Reconciling terms in OpenRefine
 

Following the reconciliation of the few thousand concepts that appear throughout Hellenistic Royal Coinages, OCRE, and CRRO, the lookup table between search term, Wikidata URI, and preferred label is loaded into SQLite, and I used FastAPI in Python to create an easy lookup mechanism that will convert pre-processed type descriptions into related concepts in JSON, which are then integrated into the NUDS records in Numishare. Once the concept keywords are in the NUDS record, then Numishare makes use of them to index preferred labels, alternative labels, and labels related to hierarchical parent concepts into Solr for search. 

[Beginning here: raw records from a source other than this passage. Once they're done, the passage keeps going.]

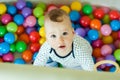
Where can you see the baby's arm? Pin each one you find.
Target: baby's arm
(42, 56)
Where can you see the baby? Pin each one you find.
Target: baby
(63, 45)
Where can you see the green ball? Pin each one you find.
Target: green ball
(117, 54)
(3, 31)
(41, 20)
(106, 19)
(12, 48)
(38, 11)
(21, 46)
(42, 5)
(87, 9)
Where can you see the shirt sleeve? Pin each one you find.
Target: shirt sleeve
(84, 54)
(42, 55)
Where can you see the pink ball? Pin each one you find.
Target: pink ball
(106, 30)
(9, 57)
(30, 21)
(6, 18)
(106, 50)
(97, 43)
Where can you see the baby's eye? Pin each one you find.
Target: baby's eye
(53, 36)
(65, 33)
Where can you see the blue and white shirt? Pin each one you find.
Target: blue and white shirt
(79, 58)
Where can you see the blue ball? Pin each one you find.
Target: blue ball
(4, 48)
(93, 34)
(74, 15)
(19, 61)
(115, 25)
(19, 19)
(12, 10)
(9, 37)
(34, 56)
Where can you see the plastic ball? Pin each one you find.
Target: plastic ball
(96, 53)
(9, 37)
(115, 25)
(117, 54)
(18, 19)
(9, 57)
(19, 61)
(26, 12)
(80, 31)
(24, 37)
(42, 40)
(98, 13)
(75, 5)
(117, 44)
(34, 56)
(12, 27)
(20, 30)
(95, 24)
(3, 31)
(21, 46)
(20, 4)
(12, 10)
(106, 50)
(114, 15)
(42, 32)
(107, 39)
(106, 19)
(27, 55)
(85, 21)
(106, 30)
(30, 29)
(6, 18)
(42, 5)
(30, 21)
(87, 9)
(3, 8)
(4, 47)
(74, 15)
(51, 7)
(97, 43)
(34, 36)
(12, 48)
(34, 47)
(93, 34)
(41, 20)
(65, 8)
(37, 12)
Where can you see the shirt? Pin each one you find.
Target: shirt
(79, 58)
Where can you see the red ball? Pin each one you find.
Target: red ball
(34, 47)
(114, 15)
(34, 36)
(85, 21)
(99, 13)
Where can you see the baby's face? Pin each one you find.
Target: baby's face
(59, 36)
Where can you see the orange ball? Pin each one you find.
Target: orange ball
(24, 37)
(27, 55)
(95, 24)
(107, 39)
(20, 30)
(96, 53)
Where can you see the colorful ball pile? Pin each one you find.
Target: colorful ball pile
(22, 30)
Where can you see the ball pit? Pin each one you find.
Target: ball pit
(22, 31)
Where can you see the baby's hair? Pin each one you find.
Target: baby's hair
(57, 15)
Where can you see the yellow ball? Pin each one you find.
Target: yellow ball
(65, 8)
(42, 40)
(42, 32)
(3, 8)
(76, 5)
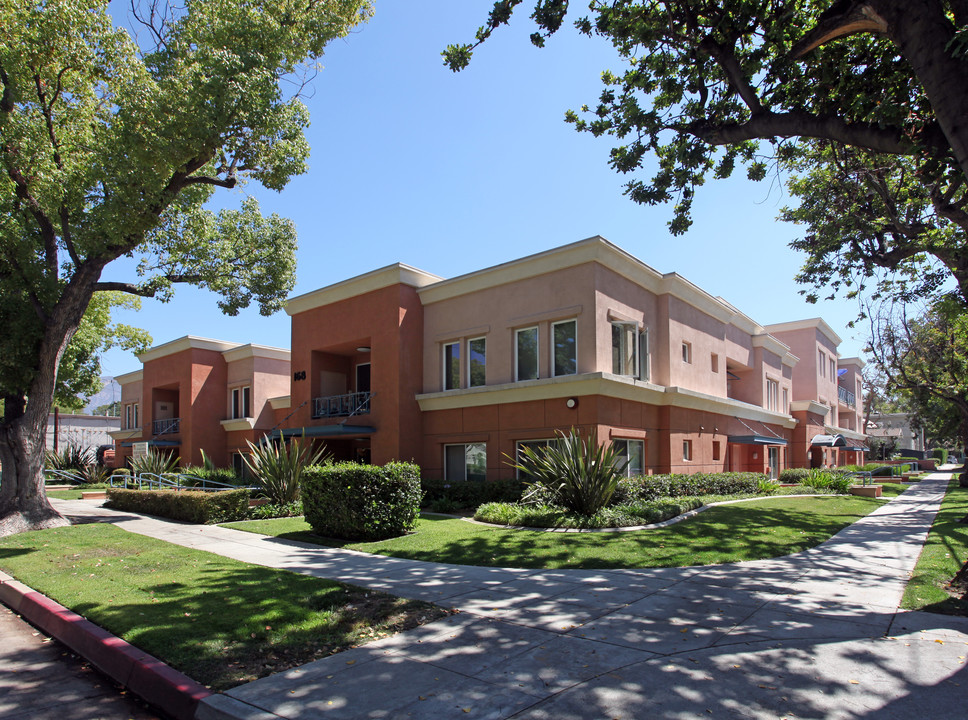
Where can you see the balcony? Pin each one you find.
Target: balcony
(169, 426)
(846, 397)
(342, 405)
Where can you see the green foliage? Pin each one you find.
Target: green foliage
(706, 87)
(440, 494)
(794, 475)
(653, 487)
(827, 480)
(643, 512)
(273, 510)
(72, 457)
(575, 472)
(278, 467)
(361, 502)
(193, 506)
(155, 463)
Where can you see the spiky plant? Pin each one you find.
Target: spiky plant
(277, 467)
(576, 472)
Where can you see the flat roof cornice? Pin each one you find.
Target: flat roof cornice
(188, 342)
(395, 274)
(818, 323)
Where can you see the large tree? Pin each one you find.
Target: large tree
(863, 99)
(924, 356)
(110, 144)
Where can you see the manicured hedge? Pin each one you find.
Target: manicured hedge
(361, 502)
(470, 493)
(187, 505)
(653, 487)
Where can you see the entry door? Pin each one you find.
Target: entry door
(773, 455)
(363, 377)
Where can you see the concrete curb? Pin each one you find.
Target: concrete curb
(146, 676)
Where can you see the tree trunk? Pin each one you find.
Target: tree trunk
(23, 501)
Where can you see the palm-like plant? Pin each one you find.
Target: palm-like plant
(576, 472)
(278, 467)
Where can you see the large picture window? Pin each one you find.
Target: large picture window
(634, 452)
(526, 354)
(465, 462)
(476, 362)
(564, 347)
(625, 349)
(451, 366)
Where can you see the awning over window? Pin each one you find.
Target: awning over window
(755, 440)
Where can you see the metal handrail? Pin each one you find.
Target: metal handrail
(346, 405)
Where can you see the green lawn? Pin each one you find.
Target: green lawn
(944, 553)
(745, 531)
(220, 621)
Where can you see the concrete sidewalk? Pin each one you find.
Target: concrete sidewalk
(815, 634)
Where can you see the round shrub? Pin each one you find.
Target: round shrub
(361, 502)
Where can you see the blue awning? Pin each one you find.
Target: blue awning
(829, 441)
(755, 440)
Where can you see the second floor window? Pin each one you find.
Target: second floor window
(242, 402)
(625, 359)
(772, 395)
(476, 362)
(526, 354)
(564, 347)
(451, 366)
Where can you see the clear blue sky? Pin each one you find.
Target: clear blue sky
(451, 173)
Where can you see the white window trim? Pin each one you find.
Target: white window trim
(444, 364)
(629, 329)
(552, 340)
(537, 349)
(468, 368)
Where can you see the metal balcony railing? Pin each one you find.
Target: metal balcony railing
(342, 405)
(169, 426)
(846, 397)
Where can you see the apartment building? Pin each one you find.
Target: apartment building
(458, 374)
(194, 394)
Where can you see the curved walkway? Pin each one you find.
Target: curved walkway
(811, 635)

FastAPI response that uses NLP to look up terms in SQLite table after reconcilation

In order to facilitate the most efficient indexing process possible, the alternative and hierarchical labels are also extracted via Wikidata SPARQL in an intermediary process and stored in SQLite and served via FastAPI. Wikidata has request limits based on time, so one could never index a collection as large as OCRE without pausing frequently to refrain from violating Wikidata's API policy.

Wikidata SPARQL query extracting labels and hierarchical labels for concepts

Technical Workflow Summary

The technical workflow is thus summarized as follows:

  1. Parse descriptions, extract iconographic concepts (Python: NLTK)
  2. Reconcile concepts to a controlled vocabulary system, Wikidata.org (OpenRefine)
  3. Extract alternative labels and hierarchical labels from Wikidata (Python/SPARQL)
    1. "snake" = "serpent"
    2. "snake" is a type of "reptile" which is a type of "animal" etc.
  4. Create a fast lookup mechanism for integration into the web (Python: FastAPI)
  5. Index terms for improved search (Numishare) 

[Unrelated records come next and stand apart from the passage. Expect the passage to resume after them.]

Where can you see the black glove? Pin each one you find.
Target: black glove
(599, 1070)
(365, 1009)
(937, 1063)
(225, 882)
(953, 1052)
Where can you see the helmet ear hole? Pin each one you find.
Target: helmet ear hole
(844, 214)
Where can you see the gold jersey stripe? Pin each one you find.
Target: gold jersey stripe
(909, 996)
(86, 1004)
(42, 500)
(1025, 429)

This workflow was repeated for each ANS type corpus following the developing of the prototype on the relatively small and well-curated Coinage of the Roman Republic Online.

Results

Following the implementation of NLP into the indexing workflow, there are now more than 700 results for "serpent" or "snake" in OCRE. Either term yields the same results, as expected. There are more than 4,500 results for "architecture" since altars, gates, arches, and temples are all classified as architecture in Wikidata. This is a dramatic improvement in searchability, but it is certainly not perfect yet (although perfection is not really achievable). There are some limitations, illustrated below:

  • Applies to typology databases (currently), not MANTIS
  • Depends upon detailed textual descriptions, not images
  • Wikidata labels and hierarchical structure may be inconsistent or incomplete
  • LLM may be more intuitive, but the cost overhead is prohibitive, particularly in real-time. 

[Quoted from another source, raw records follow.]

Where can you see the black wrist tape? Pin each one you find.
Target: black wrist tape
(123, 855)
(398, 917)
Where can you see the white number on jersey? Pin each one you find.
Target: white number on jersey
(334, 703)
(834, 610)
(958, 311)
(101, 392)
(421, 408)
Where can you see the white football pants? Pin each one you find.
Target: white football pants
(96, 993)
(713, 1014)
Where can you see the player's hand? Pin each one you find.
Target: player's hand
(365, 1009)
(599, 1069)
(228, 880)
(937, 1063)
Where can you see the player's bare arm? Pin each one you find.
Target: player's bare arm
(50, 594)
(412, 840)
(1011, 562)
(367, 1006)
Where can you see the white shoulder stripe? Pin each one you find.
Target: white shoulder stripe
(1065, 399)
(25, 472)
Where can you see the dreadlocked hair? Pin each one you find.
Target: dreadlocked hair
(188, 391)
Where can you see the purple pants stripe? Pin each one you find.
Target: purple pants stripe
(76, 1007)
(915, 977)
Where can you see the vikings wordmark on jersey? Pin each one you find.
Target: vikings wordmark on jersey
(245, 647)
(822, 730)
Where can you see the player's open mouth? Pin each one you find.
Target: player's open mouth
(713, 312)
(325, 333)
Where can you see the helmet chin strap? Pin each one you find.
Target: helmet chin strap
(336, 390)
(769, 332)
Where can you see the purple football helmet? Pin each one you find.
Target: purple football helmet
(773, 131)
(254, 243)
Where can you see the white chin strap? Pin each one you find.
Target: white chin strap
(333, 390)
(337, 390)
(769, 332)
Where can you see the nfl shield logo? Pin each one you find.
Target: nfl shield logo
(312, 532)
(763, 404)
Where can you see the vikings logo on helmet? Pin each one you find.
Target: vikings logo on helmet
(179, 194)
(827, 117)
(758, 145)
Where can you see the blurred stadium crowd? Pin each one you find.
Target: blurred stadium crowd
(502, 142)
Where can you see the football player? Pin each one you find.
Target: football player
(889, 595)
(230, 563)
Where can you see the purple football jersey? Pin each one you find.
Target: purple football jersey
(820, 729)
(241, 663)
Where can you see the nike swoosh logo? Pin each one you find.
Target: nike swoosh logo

Although the results of this work do not apply to all of MANTIS yet, the connection of tens of thousands of coins in the ANS collection to coin type URIs makes it possible to extract the iconographic concepts from the NUDS data in OCRE and other projects for indexing in MANTIS under the same process. After updating the indexing code in Numishare and reindexing all of the ANS' coins from CRRO, the number of coins grew from 123 to 350 when searching for "architecture," since more than 200 Roman Republican coins in the ANS collection link to the 29 types featuring some kind of architecture. The original 123 results in MANTIS included the word "architecture" explicitly in the type description or elsewhere in the record.

Search of HRC for "animals", including eagles, elephants, horses, etc.
 

After the conclusion of the indexing of ANS coins connected to type URIs, we will implement NLP on descriptions department by department, although the results of this work may take some time to vet, for lack of staffing in other departments.

Nevertheless, this is an enormous enhancement in the searchability of our numismatic collections, and the code is reusable by other projects, whether they are numismatic in nature or not. The instructions for deploying the services and processing data have not yet been fully documented in the Github repository

On January 23, I presented an ANS Longtable about this work. The slides have been uploaded to Zenodo, and the recording should be available on YouTube in the near future.